Wolfgang Deicke: Für mich waren es zwei – vor allem technisch – sehr bereichernde und gleichzeitig harte Semester. Wir haben quasi in der Tagschicht das bologna.lab am Laufen gehalten, das wir auch auf die digitale Lehre umstellen mussten. Danach folgte in der „zweiten Schicht“ die Arbeit für die Task Force Digitale Lehre. Im Dezember 2020 waren wir noch zu neunt – alle mit befristeten Teilzeitverträgen –, aber da die Förderung für das bologna.lab durch den Qualitätspakt Lehre Ende vergangenen Jahres ausgelaufen ist, ist das Team halbiert. Dazu kommt, dass die Kolleginnen im Team neben der doppelten Arbeitsbelastung fast alle auch Kinder betreuen mussten. Ein bisschen konnten wir das Team glücklicherweise über Landesmittel aus dem Programm Virtual Campus Berlin aufstocken.

Wie schafft das Team das?

Wolfgang Deicke: Uns hat geholfen, dass wir uns unsere Arbeit frei über den Tag einteilen können – unsere Kolleg:innen vom Computer- Medienservice, die an der Task Force mitwirken, haben es da ungleich viel schwerer, sie müssen bei technischen Problemen sofort reagieren.

Was glauben Sie, was aus der digitalen Lehre nehmen wir mit in die Präsenzlehre?

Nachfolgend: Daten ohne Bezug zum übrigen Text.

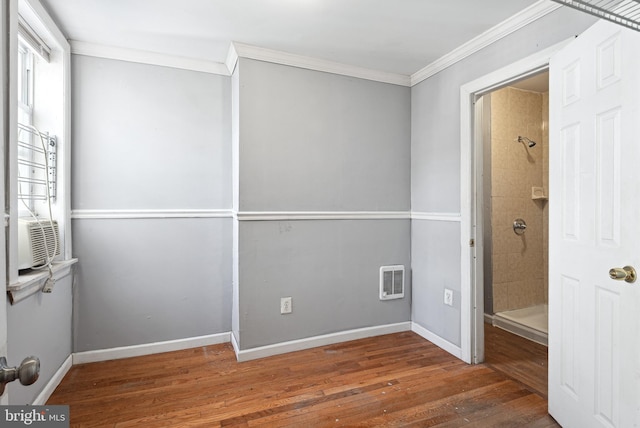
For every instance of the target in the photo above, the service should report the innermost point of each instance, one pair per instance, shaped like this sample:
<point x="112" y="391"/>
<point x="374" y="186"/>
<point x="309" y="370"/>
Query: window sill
<point x="32" y="282"/>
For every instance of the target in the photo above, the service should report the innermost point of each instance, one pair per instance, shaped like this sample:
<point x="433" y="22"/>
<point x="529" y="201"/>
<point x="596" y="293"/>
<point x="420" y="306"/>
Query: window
<point x="39" y="244"/>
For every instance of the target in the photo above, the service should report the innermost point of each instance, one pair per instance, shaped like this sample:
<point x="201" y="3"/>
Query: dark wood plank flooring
<point x="518" y="358"/>
<point x="392" y="380"/>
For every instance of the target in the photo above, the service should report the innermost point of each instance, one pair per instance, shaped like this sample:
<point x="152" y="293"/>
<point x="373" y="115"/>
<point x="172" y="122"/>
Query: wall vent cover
<point x="391" y="282"/>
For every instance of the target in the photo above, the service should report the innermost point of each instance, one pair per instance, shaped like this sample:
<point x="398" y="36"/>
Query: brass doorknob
<point x="627" y="273"/>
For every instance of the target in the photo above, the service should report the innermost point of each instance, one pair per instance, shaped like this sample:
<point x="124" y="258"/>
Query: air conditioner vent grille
<point x="37" y="242"/>
<point x="391" y="282"/>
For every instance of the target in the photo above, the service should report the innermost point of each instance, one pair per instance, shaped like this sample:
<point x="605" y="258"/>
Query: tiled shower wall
<point x="519" y="263"/>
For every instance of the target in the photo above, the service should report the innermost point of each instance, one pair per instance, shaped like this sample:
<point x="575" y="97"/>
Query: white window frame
<point x="33" y="14"/>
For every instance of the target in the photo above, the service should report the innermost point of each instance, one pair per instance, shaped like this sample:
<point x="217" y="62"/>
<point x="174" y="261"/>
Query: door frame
<point x="471" y="203"/>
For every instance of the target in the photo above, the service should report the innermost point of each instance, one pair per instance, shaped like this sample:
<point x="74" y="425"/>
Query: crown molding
<point x="309" y="63"/>
<point x="145" y="57"/>
<point x="506" y="27"/>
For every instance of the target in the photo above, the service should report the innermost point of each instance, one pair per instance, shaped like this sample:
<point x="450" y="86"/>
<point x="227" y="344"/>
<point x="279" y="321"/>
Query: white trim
<point x="454" y="217"/>
<point x="232" y="59"/>
<point x="234" y="343"/>
<point x="131" y="214"/>
<point x="149" y="348"/>
<point x="510" y="25"/>
<point x="323" y="340"/>
<point x="454" y="350"/>
<point x="44" y="25"/>
<point x="53" y="383"/>
<point x="146" y="57"/>
<point x="471" y="303"/>
<point x="321" y="215"/>
<point x="309" y="63"/>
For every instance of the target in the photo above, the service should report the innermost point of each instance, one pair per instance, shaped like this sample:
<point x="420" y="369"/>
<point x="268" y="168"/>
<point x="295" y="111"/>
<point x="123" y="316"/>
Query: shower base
<point x="531" y="323"/>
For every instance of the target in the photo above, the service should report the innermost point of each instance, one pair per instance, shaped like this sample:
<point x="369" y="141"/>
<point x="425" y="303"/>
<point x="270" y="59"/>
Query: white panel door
<point x="4" y="13"/>
<point x="594" y="164"/>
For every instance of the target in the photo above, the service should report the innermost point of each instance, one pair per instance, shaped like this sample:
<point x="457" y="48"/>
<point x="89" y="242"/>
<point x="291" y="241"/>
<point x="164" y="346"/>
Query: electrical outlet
<point x="285" y="305"/>
<point x="448" y="297"/>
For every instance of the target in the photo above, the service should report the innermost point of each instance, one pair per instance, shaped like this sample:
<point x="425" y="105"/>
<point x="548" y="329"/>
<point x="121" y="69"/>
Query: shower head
<point x="526" y="141"/>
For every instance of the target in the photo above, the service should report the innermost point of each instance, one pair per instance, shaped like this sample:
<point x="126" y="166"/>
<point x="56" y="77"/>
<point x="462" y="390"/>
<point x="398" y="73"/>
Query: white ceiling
<point x="397" y="36"/>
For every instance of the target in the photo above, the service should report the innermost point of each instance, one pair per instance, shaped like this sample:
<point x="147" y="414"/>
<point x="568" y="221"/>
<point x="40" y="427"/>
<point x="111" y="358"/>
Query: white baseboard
<point x="53" y="383"/>
<point x="454" y="350"/>
<point x="326" y="339"/>
<point x="149" y="348"/>
<point x="488" y="318"/>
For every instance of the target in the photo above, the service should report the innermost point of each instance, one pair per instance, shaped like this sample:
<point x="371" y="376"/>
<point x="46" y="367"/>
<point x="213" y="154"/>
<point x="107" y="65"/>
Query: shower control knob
<point x="519" y="226"/>
<point x="627" y="273"/>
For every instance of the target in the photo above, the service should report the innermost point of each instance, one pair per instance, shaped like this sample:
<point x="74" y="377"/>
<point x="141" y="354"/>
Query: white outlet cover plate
<point x="285" y="305"/>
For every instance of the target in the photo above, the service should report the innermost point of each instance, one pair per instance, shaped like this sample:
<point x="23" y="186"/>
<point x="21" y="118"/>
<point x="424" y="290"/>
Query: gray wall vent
<point x="391" y="282"/>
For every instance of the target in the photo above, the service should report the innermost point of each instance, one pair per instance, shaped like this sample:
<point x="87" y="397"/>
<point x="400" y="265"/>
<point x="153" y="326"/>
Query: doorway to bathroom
<point x="516" y="212"/>
<point x="515" y="186"/>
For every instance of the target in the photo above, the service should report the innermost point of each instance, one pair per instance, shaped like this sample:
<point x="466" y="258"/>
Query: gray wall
<point x="150" y="138"/>
<point x="435" y="163"/>
<point x="40" y="325"/>
<point x="312" y="141"/>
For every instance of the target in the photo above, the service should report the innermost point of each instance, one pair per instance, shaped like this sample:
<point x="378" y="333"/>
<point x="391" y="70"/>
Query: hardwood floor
<point x="518" y="358"/>
<point x="393" y="380"/>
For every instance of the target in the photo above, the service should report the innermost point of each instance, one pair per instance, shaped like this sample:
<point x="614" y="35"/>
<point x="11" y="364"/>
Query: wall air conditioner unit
<point x="35" y="240"/>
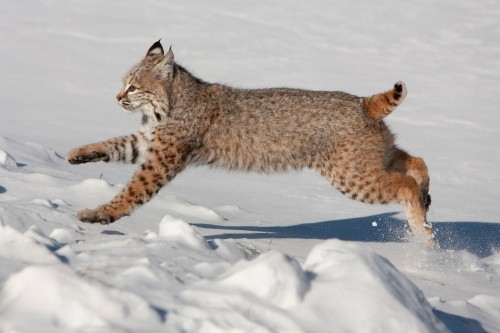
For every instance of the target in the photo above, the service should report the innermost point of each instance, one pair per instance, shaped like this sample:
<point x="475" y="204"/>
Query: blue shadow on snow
<point x="479" y="238"/>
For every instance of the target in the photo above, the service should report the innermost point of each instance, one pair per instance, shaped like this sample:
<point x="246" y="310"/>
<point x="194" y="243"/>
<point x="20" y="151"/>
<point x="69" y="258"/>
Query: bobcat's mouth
<point x="127" y="106"/>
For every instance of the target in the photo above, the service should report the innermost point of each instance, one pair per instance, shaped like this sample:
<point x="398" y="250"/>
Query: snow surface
<point x="219" y="251"/>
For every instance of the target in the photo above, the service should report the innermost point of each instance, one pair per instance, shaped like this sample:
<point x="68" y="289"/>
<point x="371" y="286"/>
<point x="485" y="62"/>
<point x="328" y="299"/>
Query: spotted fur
<point x="188" y="121"/>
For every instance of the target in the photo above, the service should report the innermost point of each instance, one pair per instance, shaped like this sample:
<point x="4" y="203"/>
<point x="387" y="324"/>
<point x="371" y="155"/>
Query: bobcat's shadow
<point x="479" y="238"/>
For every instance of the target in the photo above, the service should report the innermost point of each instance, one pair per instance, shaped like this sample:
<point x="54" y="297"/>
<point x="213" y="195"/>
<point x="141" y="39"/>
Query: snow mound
<point x="273" y="276"/>
<point x="62" y="236"/>
<point x="6" y="159"/>
<point x="190" y="210"/>
<point x="350" y="280"/>
<point x="343" y="287"/>
<point x="56" y="298"/>
<point x="26" y="248"/>
<point x="178" y="231"/>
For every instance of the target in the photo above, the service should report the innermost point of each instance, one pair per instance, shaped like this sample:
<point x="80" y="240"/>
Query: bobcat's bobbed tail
<point x="380" y="105"/>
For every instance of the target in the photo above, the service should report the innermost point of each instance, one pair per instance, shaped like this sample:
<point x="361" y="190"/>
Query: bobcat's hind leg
<point x="368" y="181"/>
<point x="415" y="167"/>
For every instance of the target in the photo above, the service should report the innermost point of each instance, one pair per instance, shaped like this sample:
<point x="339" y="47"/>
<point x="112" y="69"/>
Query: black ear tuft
<point x="155" y="49"/>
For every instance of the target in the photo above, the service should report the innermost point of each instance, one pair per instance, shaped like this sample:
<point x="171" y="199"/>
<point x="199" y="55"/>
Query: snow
<point x="224" y="251"/>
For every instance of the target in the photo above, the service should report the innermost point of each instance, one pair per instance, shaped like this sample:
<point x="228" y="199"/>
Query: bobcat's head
<point x="145" y="85"/>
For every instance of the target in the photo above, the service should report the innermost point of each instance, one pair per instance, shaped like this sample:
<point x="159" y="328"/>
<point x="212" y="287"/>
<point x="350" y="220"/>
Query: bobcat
<point x="188" y="121"/>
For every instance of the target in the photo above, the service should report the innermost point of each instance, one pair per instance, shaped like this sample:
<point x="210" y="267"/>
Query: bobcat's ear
<point x="166" y="65"/>
<point x="155" y="50"/>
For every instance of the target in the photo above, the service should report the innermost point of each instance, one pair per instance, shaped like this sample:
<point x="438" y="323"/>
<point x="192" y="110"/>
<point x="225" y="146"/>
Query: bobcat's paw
<point x="82" y="155"/>
<point x="95" y="216"/>
<point x="427" y="202"/>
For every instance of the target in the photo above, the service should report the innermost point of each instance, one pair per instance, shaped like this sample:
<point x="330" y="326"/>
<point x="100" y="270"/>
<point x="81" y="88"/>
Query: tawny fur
<point x="188" y="121"/>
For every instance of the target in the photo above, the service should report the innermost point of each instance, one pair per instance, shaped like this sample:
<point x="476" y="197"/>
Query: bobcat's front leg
<point x="129" y="149"/>
<point x="167" y="156"/>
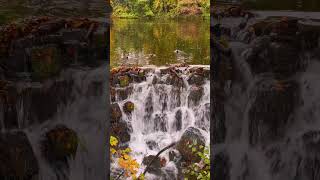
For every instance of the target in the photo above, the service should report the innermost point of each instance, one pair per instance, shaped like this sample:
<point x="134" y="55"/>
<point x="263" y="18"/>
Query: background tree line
<point x="150" y="8"/>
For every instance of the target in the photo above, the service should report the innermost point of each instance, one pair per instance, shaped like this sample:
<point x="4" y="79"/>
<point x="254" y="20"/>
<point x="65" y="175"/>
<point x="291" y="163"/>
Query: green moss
<point x="124" y="81"/>
<point x="45" y="62"/>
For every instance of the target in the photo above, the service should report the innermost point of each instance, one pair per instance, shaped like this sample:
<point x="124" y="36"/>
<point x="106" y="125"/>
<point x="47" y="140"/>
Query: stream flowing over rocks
<point x="53" y="99"/>
<point x="153" y="107"/>
<point x="265" y="101"/>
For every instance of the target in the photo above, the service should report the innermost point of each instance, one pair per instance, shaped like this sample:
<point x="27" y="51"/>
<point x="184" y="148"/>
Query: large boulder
<point x="116" y="113"/>
<point x="18" y="160"/>
<point x="190" y="136"/>
<point x="121" y="130"/>
<point x="195" y="95"/>
<point x="45" y="61"/>
<point x="59" y="144"/>
<point x="223" y="166"/>
<point x="128" y="107"/>
<point x="157" y="163"/>
<point x="195" y="79"/>
<point x="270" y="112"/>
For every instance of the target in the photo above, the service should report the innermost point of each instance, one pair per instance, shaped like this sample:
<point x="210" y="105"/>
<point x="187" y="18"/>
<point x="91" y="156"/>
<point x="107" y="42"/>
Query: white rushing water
<point x="287" y="156"/>
<point x="154" y="117"/>
<point x="86" y="115"/>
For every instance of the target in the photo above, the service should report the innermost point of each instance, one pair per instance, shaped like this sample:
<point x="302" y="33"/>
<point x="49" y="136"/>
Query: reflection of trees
<point x="309" y="5"/>
<point x="162" y="38"/>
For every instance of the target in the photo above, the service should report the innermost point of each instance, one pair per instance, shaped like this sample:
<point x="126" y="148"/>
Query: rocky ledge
<point x="41" y="61"/>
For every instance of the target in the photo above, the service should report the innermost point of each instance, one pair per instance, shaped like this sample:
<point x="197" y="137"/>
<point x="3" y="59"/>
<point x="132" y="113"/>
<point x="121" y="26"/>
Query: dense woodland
<point x="153" y="8"/>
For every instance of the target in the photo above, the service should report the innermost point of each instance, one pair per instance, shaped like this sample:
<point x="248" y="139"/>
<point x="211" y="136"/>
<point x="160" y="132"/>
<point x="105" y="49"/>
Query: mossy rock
<point x="59" y="144"/>
<point x="115" y="112"/>
<point x="45" y="61"/>
<point x="124" y="81"/>
<point x="190" y="136"/>
<point x="128" y="107"/>
<point x="18" y="160"/>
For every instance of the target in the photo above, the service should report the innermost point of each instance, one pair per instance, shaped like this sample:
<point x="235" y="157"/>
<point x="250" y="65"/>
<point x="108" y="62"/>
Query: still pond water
<point x="160" y="42"/>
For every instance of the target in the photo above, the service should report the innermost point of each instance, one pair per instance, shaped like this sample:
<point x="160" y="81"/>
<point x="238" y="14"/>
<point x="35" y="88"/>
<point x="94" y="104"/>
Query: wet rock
<point x="155" y="167"/>
<point x="44" y="61"/>
<point x="50" y="27"/>
<point x="161" y="122"/>
<point x="124" y="93"/>
<point x="219" y="130"/>
<point x="128" y="107"/>
<point x="8" y="101"/>
<point x="18" y="160"/>
<point x="152" y="145"/>
<point x="148" y="107"/>
<point x="178" y="120"/>
<point x="311" y="141"/>
<point x="40" y="103"/>
<point x="174" y="155"/>
<point x="175" y="80"/>
<point x="58" y="146"/>
<point x="124" y="81"/>
<point x="269" y="114"/>
<point x="222" y="162"/>
<point x="195" y="95"/>
<point x="190" y="136"/>
<point x="195" y="79"/>
<point x="116" y="113"/>
<point x="113" y="94"/>
<point x="121" y="130"/>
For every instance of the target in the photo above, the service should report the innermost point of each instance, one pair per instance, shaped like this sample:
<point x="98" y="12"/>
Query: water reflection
<point x="160" y="42"/>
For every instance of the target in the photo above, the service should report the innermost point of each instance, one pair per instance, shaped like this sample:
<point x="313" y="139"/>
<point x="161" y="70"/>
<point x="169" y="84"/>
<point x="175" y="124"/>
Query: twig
<point x="164" y="149"/>
<point x="148" y="166"/>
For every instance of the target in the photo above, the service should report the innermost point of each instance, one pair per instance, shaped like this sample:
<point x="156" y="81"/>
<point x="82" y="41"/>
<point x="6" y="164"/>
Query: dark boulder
<point x="196" y="79"/>
<point x="270" y="112"/>
<point x="128" y="107"/>
<point x="116" y="113"/>
<point x="59" y="144"/>
<point x="195" y="95"/>
<point x="45" y="61"/>
<point x="223" y="166"/>
<point x="157" y="163"/>
<point x="123" y="93"/>
<point x="190" y="136"/>
<point x="161" y="122"/>
<point x="178" y="120"/>
<point x="152" y="145"/>
<point x="121" y="130"/>
<point x="18" y="160"/>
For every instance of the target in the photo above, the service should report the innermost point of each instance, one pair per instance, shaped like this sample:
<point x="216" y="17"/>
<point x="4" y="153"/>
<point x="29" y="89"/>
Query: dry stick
<point x="164" y="149"/>
<point x="147" y="168"/>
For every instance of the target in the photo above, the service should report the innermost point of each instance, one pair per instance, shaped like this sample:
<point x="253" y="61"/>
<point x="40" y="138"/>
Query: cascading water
<point x="84" y="111"/>
<point x="271" y="112"/>
<point x="162" y="113"/>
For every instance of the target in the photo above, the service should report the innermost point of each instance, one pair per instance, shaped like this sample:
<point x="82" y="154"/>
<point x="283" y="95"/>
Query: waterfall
<point x="162" y="113"/>
<point x="271" y="116"/>
<point x="81" y="106"/>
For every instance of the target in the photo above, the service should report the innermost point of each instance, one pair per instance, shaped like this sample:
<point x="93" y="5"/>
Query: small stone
<point x="128" y="107"/>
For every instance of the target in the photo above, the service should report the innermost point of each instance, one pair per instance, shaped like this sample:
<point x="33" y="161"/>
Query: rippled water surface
<point x="160" y="42"/>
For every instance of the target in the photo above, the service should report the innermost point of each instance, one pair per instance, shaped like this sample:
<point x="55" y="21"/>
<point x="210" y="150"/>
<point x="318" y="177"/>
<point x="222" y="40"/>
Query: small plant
<point x="127" y="163"/>
<point x="199" y="170"/>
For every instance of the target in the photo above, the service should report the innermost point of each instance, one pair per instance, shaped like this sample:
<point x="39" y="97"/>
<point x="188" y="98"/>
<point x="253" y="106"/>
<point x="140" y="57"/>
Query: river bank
<point x="52" y="67"/>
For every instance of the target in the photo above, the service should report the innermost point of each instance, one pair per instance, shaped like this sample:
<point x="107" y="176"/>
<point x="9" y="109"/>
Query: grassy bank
<point x="301" y="5"/>
<point x="159" y="8"/>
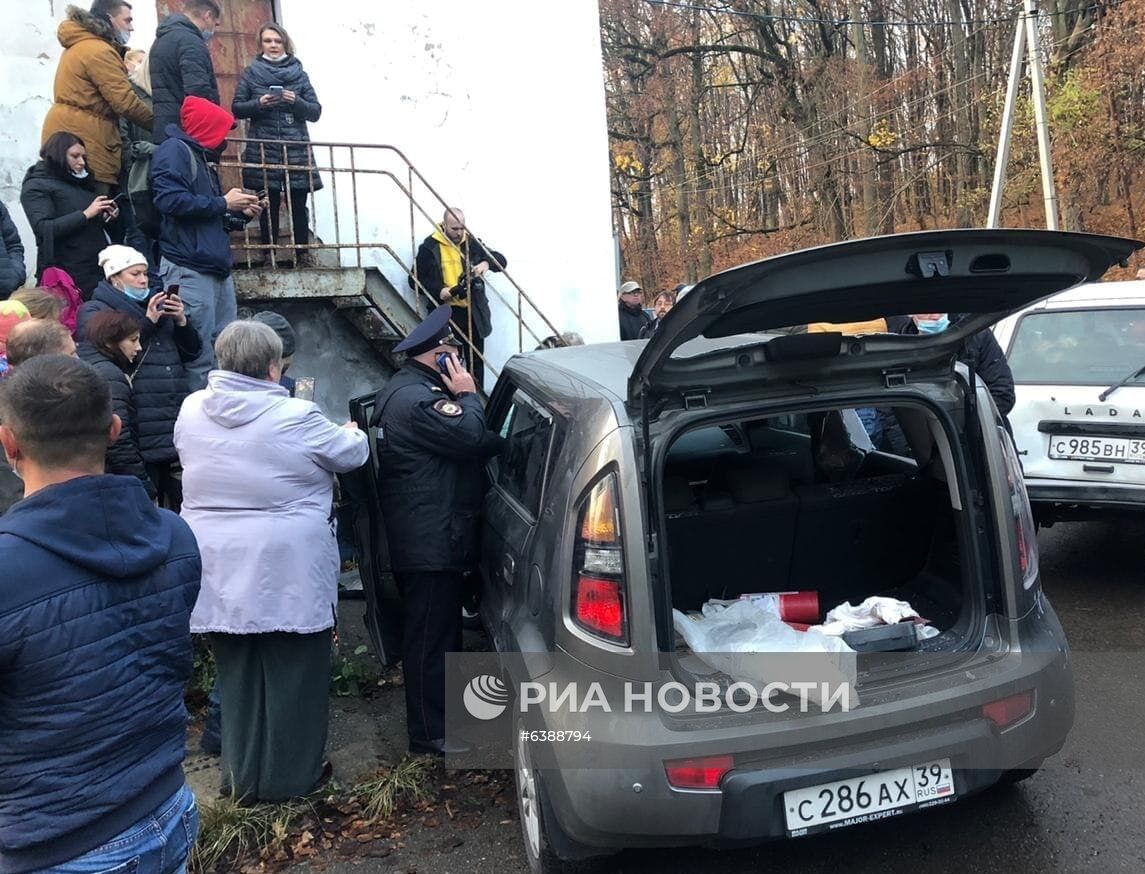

Wolfgang Deicke: Ich kann mir vorstellen, dass es kürzere Beratungen, Besprechungen und Sprechstunden für Studierende auch weiterhin per Videokonferenz geben wird. Der Computer- Medienservice hat in Adlershof zwei Hörsäle mit Medientechnik ausgestattet, um Vorlesungen mit professioneller Technik aufzuzeichnen. Ein Video kann für asynchrone oder für hybride Lehrveranstaltungen genutzt werden. Das kann helfen, das Raumproblem an der HU zu mildern und Studierenden mit Care-Verpflichtungen oder im Teilzeitstudium die Studienorganisation zu erleichtern. Eine Vision ist, dass wir noch mehr gemeinsame Lehrveranstaltungen mit unseren Partneruniversitäten machen, das funktioniert digital mit viel weniger Aufwand.